Ulster American Folk Park, Emigration from the Irish Point of View

Few of us realize that without the Irish, especially the ones from Ulster, America would not be the great country it is today. After going through the Ulster American Folk Park, there can be little doubt.





The park is a collection of buildings, starting with The Old World. There is a single room cabin, Weaver's cottage and Meeting House with a Vestry; to give you a feel for how the locals lived in the 18th and 19th centuries. These are followed by the Campbell house, Tullyallen Mass house, and the Hughes House, the boyhood home of John Joseph Hughes, the first Roman Catholic Archbishop of New York. We even found a cart like John Wayne gave Maureen O'Hara in
"The Silent Man"!







Entering Ulster St, you find yourself visiting 19th century storefronts, complete with post office, Chemist, printer and Reilly's Spirit Grocers, a pub which also sold groceries. Then you enter the docksides with a ship showing the size and telling of the condition the emigrants withstood. Exiting the ship, you have 'landed' in America! Time for some culture shock!

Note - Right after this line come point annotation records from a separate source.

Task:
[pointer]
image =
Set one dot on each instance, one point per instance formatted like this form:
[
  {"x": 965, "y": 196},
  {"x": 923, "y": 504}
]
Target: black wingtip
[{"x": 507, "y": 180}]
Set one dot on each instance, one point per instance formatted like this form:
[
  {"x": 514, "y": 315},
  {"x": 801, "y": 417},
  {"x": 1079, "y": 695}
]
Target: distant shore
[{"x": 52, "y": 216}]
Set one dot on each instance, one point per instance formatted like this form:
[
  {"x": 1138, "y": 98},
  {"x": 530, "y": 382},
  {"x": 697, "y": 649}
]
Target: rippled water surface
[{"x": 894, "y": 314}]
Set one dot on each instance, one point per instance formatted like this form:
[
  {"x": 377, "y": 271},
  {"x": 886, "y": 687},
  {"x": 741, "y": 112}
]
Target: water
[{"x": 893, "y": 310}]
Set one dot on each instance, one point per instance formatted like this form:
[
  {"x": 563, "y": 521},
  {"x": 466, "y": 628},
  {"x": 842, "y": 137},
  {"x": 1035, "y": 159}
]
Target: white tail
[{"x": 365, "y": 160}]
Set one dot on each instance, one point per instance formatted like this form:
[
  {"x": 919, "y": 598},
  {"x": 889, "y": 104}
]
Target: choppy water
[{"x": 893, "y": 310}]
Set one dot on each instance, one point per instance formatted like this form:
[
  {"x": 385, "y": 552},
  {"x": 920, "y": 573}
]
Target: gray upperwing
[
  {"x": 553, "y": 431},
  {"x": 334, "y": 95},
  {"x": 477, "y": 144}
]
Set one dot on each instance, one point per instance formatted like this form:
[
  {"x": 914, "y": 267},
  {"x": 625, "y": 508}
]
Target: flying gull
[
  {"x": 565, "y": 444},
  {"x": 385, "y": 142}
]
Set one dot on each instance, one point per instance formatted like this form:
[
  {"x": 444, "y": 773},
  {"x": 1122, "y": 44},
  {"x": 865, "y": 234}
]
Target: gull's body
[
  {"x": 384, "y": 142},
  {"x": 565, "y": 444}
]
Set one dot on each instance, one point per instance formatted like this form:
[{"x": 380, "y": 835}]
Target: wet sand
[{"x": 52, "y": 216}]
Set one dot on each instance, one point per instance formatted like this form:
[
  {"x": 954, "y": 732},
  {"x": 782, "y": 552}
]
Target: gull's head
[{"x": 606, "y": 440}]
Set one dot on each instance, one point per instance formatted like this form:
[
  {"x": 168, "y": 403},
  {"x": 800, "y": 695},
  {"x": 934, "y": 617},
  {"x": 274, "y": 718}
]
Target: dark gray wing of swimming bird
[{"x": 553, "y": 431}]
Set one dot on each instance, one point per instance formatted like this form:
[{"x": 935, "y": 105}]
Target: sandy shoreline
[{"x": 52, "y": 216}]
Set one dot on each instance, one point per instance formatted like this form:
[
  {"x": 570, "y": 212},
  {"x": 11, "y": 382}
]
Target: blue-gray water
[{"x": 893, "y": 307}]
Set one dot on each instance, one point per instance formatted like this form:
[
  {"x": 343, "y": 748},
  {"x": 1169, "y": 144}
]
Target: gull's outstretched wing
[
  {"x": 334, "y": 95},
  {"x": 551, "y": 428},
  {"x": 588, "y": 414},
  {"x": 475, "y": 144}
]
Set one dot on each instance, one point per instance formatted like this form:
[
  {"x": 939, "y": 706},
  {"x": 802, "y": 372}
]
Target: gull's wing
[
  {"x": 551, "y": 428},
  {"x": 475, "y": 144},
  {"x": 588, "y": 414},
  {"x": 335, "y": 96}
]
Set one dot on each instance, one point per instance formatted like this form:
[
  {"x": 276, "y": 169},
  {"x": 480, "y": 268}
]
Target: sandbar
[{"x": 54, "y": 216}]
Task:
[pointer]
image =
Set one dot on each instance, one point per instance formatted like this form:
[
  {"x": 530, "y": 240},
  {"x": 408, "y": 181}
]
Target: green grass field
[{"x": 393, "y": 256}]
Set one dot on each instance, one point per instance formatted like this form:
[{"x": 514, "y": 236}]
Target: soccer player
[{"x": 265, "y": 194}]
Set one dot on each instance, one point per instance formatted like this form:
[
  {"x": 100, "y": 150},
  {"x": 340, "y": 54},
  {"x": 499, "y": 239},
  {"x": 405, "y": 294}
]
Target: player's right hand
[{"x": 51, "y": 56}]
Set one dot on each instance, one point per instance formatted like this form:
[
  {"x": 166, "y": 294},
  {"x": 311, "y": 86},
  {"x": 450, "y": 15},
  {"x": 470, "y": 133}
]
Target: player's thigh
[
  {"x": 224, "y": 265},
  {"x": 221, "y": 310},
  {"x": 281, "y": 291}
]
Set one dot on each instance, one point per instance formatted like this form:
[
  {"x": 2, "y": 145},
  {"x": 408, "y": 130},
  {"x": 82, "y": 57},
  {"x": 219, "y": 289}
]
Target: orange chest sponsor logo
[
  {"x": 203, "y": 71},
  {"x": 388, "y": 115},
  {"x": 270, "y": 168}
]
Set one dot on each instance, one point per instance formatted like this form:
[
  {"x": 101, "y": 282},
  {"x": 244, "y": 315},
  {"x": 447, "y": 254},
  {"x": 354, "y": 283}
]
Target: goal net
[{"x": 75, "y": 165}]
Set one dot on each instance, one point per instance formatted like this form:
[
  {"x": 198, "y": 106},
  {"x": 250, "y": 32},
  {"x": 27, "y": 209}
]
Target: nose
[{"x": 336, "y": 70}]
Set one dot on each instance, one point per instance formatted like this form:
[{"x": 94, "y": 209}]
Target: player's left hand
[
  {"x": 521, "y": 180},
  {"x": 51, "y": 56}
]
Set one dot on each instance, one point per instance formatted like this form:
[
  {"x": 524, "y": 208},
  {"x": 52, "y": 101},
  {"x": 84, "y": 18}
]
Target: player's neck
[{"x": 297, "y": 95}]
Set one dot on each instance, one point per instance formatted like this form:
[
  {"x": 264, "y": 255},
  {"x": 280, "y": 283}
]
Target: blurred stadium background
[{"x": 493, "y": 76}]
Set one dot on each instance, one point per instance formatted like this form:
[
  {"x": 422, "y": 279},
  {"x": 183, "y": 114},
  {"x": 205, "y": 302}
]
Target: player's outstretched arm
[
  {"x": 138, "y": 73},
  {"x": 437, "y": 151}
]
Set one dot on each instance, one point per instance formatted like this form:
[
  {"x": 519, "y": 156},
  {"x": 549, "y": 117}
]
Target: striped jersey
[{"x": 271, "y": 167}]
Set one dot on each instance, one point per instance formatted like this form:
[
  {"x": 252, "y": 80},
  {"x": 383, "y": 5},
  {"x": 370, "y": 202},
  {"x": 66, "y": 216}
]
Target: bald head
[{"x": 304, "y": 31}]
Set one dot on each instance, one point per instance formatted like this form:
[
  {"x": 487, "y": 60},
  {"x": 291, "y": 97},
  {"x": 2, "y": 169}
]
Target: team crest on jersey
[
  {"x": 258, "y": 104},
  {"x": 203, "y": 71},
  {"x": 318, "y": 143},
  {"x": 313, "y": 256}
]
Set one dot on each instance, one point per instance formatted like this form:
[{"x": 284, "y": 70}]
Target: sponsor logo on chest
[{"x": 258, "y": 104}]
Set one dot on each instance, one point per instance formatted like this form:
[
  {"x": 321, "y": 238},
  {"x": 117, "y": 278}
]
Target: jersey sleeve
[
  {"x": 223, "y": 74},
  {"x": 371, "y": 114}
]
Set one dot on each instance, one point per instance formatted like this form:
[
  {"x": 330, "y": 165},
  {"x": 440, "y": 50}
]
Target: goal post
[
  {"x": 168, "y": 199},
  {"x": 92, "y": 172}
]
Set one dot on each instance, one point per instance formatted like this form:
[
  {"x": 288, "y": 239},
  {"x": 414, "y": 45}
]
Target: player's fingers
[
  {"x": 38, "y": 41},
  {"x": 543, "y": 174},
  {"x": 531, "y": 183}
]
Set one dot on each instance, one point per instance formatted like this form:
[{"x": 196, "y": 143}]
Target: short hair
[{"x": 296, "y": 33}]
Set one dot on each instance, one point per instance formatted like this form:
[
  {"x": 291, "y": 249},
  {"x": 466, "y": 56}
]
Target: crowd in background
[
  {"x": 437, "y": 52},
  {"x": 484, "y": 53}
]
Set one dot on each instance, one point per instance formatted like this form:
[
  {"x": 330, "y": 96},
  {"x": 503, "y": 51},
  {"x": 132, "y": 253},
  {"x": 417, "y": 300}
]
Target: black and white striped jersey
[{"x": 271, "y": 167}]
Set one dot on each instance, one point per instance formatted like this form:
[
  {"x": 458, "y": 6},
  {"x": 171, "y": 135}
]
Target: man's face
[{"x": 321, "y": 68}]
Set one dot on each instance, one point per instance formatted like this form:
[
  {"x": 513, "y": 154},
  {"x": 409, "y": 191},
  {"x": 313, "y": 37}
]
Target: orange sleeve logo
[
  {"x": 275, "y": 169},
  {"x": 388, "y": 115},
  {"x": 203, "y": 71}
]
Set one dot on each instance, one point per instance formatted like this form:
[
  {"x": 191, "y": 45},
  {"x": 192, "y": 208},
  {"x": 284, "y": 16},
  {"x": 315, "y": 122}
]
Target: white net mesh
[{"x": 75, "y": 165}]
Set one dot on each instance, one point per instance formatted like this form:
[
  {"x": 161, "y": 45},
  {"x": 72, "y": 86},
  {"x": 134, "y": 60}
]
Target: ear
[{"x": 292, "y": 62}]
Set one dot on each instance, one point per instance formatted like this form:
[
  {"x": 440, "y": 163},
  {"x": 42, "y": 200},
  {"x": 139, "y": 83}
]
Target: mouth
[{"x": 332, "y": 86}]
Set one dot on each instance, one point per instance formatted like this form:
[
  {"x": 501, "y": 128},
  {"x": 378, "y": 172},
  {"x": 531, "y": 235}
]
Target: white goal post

The houses on the New World side are mainly from Pennsylvania. There is a log cabin, log barn, such as we saw regularly around Mertztown, a log farmhouse from the early 1800's and a western Pennsylvania log farmhouse from the 1900's.



Now why so much from Pennsylvania? The Park also contains the boyhood home of Judge Thomas Mellon, the founder of Mellon Bank in Pittsburgh, PA. His family, over the years, have been major donors to the Park, with the log house and earlier log farmhouse being replicas of the ones built by the Mellon family when they arrived in America.



We enjoyed our visit, as well as the information, although some of it was a little off. Such as the docent who explained that one of the houses was new to the park, coming from West Virginia over close to the border with Hawaii. We think she meant Ohio.